What are good off-the-shelf distributed databases? We looked at MongoDB but it wasn't worth giving up SQL. To reiterate the no free lunch point, no one has figured out how to outsmart the CAP theorem yet, so all you can do is design around it.
I work for them so take with a pinch of salt, but Oracle DB. It gives you a fully multi-master horizontally scalable database with ACID transactions (not sharding), full SQL, elastic scalability, built in queues, JavaScript stored procs, automatic REST API construction, many other features. Its pricing is competitive with a cloud hosted Postgres, believe it or not (the clouds are making a lot of money off customers who are wedded to Postgres). I work through some of the numbers for an extreme case here [1].
Behind the scenes, the way it works is by combining software tricks with special hardware. You rent a (part of a) database cluster. The cluster is running on high end hardware running customized kernels, with a private Infiniband RDMA-capable interconnect between the nodes separate from the front-side network that clients connect with. A lock manager coordinates ownership of data blocks, which can be read either from disk nodes or directly out of the RAM of other database nodes. So if one node reads a block then writes to it, the only thing written to disk immediately is the transaction log. If another node then needs to write to that block, it's transferred directly over the interconnect using RDMA to avoid waiting on the remote CPU, the disk is never touched. Dirty blocks are written back to disk asynchronously. The current transaction counter is also poked directly into remote nodes via RDMA.
In the latest versions the storage nodes can also do some parts of query processing using predicate push-down, so the amount of data to be transferred over the interconnect is also lowered. The client drivers understand all the horizontal scalability stuff and can failover between nodes transparently, so the whole setup is HA. A node can die and the cluster will continue, including open transactions.
If you need to accelerate performance further you can add read-through coherent cache nodes. These act as proxies and integrate with the block ownership system to do processing locally.
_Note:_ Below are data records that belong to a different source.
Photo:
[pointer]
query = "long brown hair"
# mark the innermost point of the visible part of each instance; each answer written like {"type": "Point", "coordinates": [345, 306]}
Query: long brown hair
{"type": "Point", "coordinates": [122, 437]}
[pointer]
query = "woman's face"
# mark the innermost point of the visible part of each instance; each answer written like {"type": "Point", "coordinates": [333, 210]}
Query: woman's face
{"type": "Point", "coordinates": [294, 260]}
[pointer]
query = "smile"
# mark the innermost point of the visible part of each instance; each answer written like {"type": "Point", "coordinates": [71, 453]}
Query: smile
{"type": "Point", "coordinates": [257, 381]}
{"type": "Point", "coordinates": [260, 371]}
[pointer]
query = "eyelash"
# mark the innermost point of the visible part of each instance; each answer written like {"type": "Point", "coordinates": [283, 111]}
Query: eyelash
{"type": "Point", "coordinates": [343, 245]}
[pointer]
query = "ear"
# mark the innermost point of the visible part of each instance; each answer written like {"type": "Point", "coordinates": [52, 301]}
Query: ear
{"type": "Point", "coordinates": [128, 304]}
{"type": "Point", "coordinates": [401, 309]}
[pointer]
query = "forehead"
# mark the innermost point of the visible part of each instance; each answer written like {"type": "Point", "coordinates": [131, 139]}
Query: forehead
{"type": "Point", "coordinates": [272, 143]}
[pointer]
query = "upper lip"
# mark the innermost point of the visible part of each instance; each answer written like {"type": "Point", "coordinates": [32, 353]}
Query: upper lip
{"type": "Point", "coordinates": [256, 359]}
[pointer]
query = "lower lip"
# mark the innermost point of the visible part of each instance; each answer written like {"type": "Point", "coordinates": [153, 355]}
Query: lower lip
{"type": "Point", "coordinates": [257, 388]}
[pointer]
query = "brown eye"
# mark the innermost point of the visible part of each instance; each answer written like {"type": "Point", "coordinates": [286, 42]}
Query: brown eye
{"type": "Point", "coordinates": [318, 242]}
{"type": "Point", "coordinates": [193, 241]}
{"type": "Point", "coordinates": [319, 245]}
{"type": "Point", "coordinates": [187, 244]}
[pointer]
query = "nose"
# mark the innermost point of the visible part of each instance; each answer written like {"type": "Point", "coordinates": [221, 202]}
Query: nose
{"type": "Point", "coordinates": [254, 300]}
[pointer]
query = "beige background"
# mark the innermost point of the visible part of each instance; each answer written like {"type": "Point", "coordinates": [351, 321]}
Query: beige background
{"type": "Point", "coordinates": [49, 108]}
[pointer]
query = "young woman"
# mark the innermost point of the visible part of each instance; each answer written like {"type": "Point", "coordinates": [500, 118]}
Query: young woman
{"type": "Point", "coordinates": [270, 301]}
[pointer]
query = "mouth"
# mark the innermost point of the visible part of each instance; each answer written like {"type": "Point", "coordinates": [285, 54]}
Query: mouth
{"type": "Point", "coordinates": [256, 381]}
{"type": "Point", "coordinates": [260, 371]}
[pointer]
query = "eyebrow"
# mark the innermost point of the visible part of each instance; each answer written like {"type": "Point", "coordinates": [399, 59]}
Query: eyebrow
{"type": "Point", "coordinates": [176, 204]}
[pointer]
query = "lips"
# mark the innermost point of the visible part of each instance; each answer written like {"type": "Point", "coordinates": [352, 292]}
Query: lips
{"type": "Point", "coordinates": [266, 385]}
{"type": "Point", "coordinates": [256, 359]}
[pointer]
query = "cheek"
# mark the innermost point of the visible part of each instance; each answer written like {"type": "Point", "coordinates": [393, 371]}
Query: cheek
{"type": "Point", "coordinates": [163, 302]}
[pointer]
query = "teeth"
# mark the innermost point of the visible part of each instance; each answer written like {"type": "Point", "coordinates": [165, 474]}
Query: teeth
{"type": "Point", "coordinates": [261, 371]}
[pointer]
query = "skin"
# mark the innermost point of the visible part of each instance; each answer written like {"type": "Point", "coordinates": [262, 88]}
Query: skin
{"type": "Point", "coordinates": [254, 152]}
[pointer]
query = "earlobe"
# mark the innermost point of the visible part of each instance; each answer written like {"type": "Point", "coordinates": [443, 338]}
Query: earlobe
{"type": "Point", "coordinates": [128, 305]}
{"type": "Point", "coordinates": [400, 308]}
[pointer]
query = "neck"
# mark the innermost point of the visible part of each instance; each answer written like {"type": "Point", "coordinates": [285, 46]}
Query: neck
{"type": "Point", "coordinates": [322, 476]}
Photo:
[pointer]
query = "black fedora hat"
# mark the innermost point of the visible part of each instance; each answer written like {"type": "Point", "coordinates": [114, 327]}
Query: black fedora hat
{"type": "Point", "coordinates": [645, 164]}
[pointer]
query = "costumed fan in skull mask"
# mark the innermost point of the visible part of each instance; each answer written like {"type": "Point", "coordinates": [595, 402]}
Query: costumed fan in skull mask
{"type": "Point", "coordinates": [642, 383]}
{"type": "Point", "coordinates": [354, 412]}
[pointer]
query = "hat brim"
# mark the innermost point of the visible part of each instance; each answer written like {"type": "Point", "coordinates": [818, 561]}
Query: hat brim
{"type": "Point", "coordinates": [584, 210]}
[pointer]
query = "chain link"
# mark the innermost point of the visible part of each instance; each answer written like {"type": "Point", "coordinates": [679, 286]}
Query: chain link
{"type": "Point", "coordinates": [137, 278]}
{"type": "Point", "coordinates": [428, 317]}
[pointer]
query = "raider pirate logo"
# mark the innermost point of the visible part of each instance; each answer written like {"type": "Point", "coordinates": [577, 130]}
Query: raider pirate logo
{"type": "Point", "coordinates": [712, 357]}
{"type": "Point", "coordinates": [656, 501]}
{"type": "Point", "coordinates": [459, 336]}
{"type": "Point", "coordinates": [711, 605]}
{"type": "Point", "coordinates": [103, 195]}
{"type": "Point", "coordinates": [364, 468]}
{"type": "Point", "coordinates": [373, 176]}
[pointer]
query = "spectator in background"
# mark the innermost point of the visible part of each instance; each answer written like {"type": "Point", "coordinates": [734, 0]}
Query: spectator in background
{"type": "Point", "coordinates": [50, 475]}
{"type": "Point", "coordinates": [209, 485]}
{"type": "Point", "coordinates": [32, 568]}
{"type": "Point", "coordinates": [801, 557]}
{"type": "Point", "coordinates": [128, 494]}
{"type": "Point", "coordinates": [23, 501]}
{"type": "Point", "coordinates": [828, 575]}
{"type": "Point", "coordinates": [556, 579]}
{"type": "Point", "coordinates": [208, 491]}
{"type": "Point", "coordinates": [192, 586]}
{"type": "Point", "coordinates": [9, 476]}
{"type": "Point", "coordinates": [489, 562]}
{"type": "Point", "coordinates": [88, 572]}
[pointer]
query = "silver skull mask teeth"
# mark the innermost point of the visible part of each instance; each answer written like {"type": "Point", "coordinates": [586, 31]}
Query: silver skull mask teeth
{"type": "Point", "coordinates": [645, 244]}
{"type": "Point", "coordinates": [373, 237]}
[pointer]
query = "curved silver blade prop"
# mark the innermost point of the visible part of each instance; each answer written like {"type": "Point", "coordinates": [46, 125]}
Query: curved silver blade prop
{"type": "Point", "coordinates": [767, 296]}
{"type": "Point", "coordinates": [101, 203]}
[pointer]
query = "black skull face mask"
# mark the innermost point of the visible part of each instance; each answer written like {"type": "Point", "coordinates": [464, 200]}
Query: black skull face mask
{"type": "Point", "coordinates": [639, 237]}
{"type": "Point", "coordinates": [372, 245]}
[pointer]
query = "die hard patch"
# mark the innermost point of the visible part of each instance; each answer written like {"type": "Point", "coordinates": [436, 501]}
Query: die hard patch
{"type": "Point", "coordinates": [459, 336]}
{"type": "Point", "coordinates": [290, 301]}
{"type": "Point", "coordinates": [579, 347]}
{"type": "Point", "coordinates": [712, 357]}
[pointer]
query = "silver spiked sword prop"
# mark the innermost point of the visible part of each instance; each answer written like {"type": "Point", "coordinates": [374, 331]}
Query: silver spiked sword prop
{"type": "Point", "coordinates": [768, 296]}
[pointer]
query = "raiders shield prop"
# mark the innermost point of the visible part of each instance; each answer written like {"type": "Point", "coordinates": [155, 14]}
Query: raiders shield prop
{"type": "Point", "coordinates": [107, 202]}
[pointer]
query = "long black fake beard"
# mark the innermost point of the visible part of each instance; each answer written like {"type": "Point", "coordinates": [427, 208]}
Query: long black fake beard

Other than financial reasons (I own some stock), I've started making this argument here on HN because it's unintuitive but correct, which is just enjoyable. A lot of people in the startup world don't realize any of the above, thinking that horizontally scalable fully coherent SQL databases either don't exist or have severe caveats. E.g. one reply to you suggests FoundationDB which is great, but it's a KV store and not a SQL database.
By the end of the day it’s not black or white there are trade offs. So special hardware is simply a no go zone for me. What happens if you want to leave the cloud and host on premises its the activation of the lock-in mechanism. Thanks I can manage one solution or another using one of the open source technologies. It’s all trade offs.
You don't have to use the special hardware, it's just faster and easier if you do. And you the customized hardware deal pre-dates the cloud: you can buy the pre-built racks and have them wheeled into a self-hosted datacenter if you want. That's called ExaData.
But if you want to run the DB on your own VMs or bare metal, you can do that. It doesn't have any DRM so from time to time you'll be expected to run some scripts that check your usage and reports back, to ensure you've been paying for what you use. But otherwise it's operationally no different to an open source DB.
The open source aspect makes a difference in terms of who you pay for support (if anyone), what quality of support you get, things like that.
Well, no moreso than for any other RDBMS. It implements standard SQL, exporting your data is easy. The only lockin comes from using features that other databases don't have, but that tradeoff exists with any kind of software including open source.